Um manche Momente zu beschreiben, erweist sich manchmal nur die Poesie als geeignete Sprache. Dieser Moment, um den es hier gehen soll, ist so einer. Letztes Wochenende war ich nordwestlich von Berlin an einem Ort namens Linum. Das hört sich bedeutungslos an vielleicht, ist es aber nicht! Denn – im Spätherbst machen sich die Kraniche aus Nordeuropa auf den langen Weg gen Süden. Und das hier ist der Ort ihrer Rast. Hier versammeln sie sich in einer Anzahl wie nirgendwo sonst auf dem gesamten Kontinent. Eine innere Uhr sagt ihnen, wann es Zeit ist aufzubrechen und sie wissen genau, wohin. Woher, das weiß niemand so genau! Wenn die Sonne aufgeht, brechen sie auf, und wenn sie untergeht, kommen die nächsten. DAS IST MAGIE, was sonst? “Magische Dinge” so in der Art beschreibt es Annie Dillard in dem ganz fantastischen Buch PILGRIM AT TINKER CREEK, “sie passieren, ob wir hinsehen oder nicht!”
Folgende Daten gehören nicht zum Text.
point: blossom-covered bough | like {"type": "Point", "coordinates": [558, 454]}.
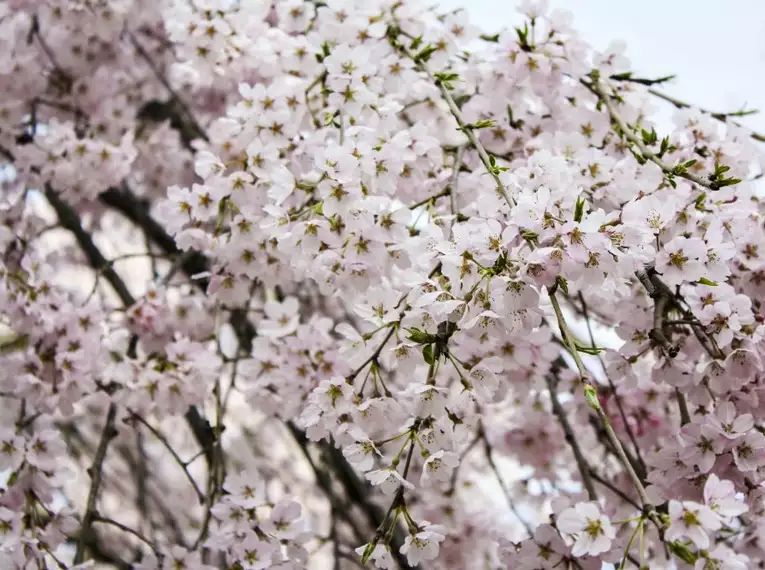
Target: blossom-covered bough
{"type": "Point", "coordinates": [333, 284]}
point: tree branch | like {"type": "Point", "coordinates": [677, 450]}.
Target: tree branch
{"type": "Point", "coordinates": [96, 473]}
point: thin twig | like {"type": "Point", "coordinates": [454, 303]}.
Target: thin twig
{"type": "Point", "coordinates": [505, 491]}
{"type": "Point", "coordinates": [722, 117]}
{"type": "Point", "coordinates": [597, 88]}
{"type": "Point", "coordinates": [593, 402]}
{"type": "Point", "coordinates": [568, 431]}
{"type": "Point", "coordinates": [163, 440]}
{"type": "Point", "coordinates": [96, 474]}
{"type": "Point", "coordinates": [617, 398]}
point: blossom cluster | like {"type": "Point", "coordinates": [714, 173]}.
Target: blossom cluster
{"type": "Point", "coordinates": [291, 284]}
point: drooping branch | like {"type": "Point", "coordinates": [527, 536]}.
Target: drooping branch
{"type": "Point", "coordinates": [96, 474]}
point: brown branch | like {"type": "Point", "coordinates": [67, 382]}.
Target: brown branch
{"type": "Point", "coordinates": [183, 465]}
{"type": "Point", "coordinates": [96, 474]}
{"type": "Point", "coordinates": [568, 432]}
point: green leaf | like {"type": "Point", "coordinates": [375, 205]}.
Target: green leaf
{"type": "Point", "coordinates": [368, 552]}
{"type": "Point", "coordinates": [593, 350]}
{"type": "Point", "coordinates": [482, 124]}
{"type": "Point", "coordinates": [579, 209]}
{"type": "Point", "coordinates": [420, 337]}
{"type": "Point", "coordinates": [591, 396]}
{"type": "Point", "coordinates": [682, 552]}
{"type": "Point", "coordinates": [428, 355]}
{"type": "Point", "coordinates": [664, 146]}
{"type": "Point", "coordinates": [424, 54]}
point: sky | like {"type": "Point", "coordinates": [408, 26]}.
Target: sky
{"type": "Point", "coordinates": [715, 47]}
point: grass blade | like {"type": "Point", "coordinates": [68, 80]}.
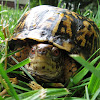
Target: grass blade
{"type": "Point", "coordinates": [94, 82]}
{"type": "Point", "coordinates": [87, 65]}
{"type": "Point", "coordinates": [84, 71]}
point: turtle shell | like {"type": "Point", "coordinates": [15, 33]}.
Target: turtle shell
{"type": "Point", "coordinates": [63, 28]}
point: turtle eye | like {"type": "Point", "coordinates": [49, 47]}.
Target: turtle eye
{"type": "Point", "coordinates": [55, 51]}
{"type": "Point", "coordinates": [33, 51]}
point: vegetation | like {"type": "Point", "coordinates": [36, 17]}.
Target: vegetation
{"type": "Point", "coordinates": [77, 89]}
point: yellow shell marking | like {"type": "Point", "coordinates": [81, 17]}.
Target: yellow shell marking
{"type": "Point", "coordinates": [68, 23]}
{"type": "Point", "coordinates": [85, 31]}
{"type": "Point", "coordinates": [57, 24]}
{"type": "Point", "coordinates": [62, 30]}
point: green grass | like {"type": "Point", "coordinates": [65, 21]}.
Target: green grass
{"type": "Point", "coordinates": [89, 87]}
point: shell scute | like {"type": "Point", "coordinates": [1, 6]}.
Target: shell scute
{"type": "Point", "coordinates": [61, 27]}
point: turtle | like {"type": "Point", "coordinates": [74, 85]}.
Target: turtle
{"type": "Point", "coordinates": [47, 35]}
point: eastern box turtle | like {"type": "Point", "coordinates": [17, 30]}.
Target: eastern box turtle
{"type": "Point", "coordinates": [48, 35]}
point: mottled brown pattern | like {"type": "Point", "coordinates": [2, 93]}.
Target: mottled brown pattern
{"type": "Point", "coordinates": [70, 32]}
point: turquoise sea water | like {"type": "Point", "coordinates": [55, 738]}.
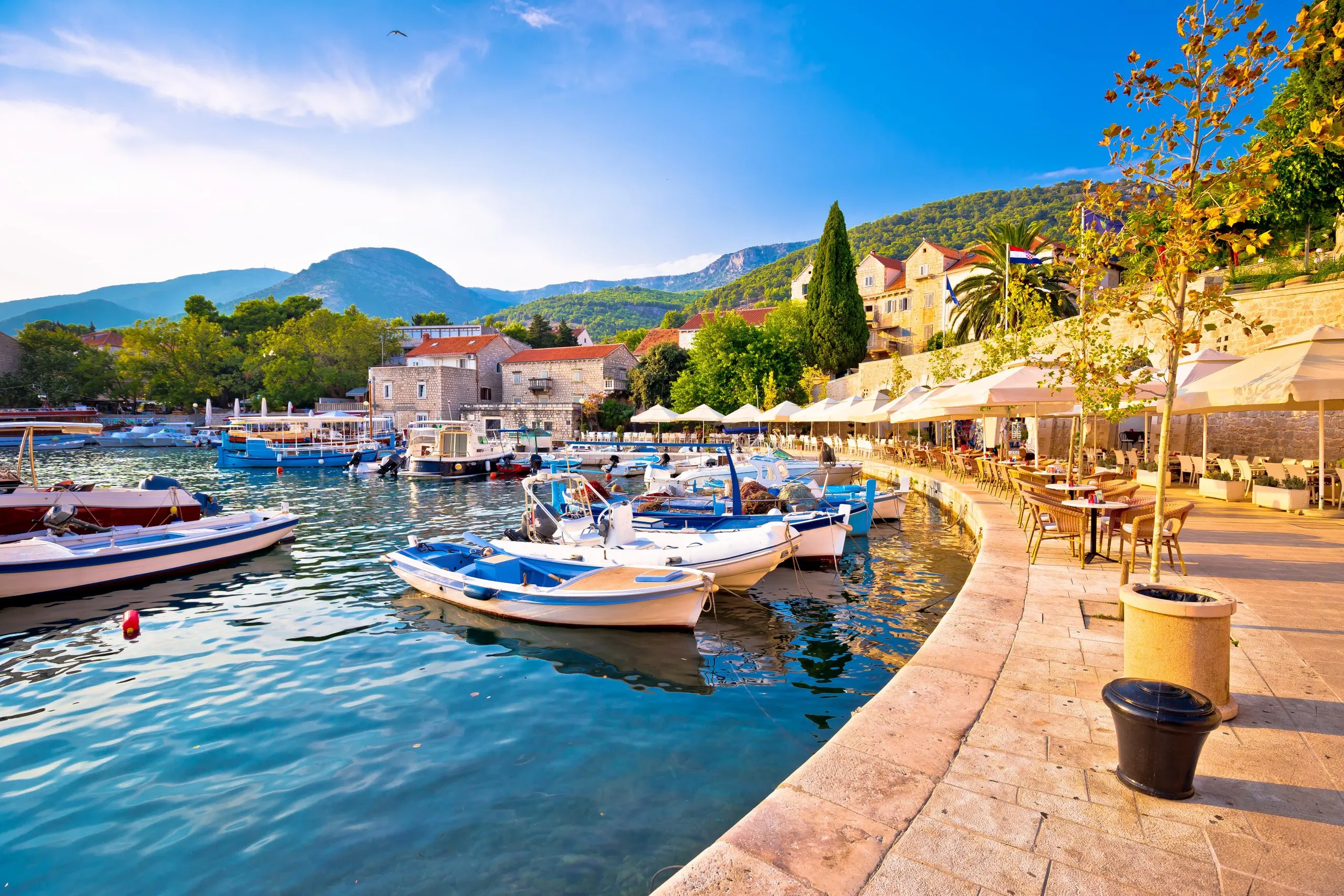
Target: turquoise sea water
{"type": "Point", "coordinates": [303, 723]}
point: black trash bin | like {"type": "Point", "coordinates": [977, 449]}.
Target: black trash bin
{"type": "Point", "coordinates": [1162, 730]}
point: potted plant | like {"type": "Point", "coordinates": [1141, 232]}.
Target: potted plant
{"type": "Point", "coordinates": [1289, 495]}
{"type": "Point", "coordinates": [1147, 473]}
{"type": "Point", "coordinates": [1215, 484]}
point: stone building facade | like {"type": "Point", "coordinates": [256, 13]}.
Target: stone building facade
{"type": "Point", "coordinates": [411, 394]}
{"type": "Point", "coordinates": [566, 375]}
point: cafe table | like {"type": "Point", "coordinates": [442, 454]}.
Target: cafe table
{"type": "Point", "coordinates": [1095, 508]}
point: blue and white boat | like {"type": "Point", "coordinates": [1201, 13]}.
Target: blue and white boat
{"type": "Point", "coordinates": [304, 441]}
{"type": "Point", "coordinates": [116, 558]}
{"type": "Point", "coordinates": [502, 585]}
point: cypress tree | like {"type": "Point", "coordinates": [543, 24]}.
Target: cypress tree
{"type": "Point", "coordinates": [835, 309]}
Fährt man dorthin, also nach Linum, dann kann man nicht glauben, dass hier etwas passiert, dass sich dieser Ort mit einbrechender Dämmerung in einen anderen verwandeln wird. Weil sie kommen, zu tausenden, Tag für Tag. Und dann bin ich wieder bei Dillard – denn entweder ist man dort in diesem Moment oder man ist es nicht. Ist man da, dann ist man irgendwo nicht mehr derselbe als vorher. Weil es Magie ist, die Muse selbst, die einem sagt, dass nichts wichtiger ist als das! WIR MÜSSEN, UND ZWAR MIT ALLER KRAFT, DIESE WELT BEWAHREN! JEDER VON UNS, TAG FÜR TAG! DENN WAS WÄRE DIE WELT OHNE MAGIE?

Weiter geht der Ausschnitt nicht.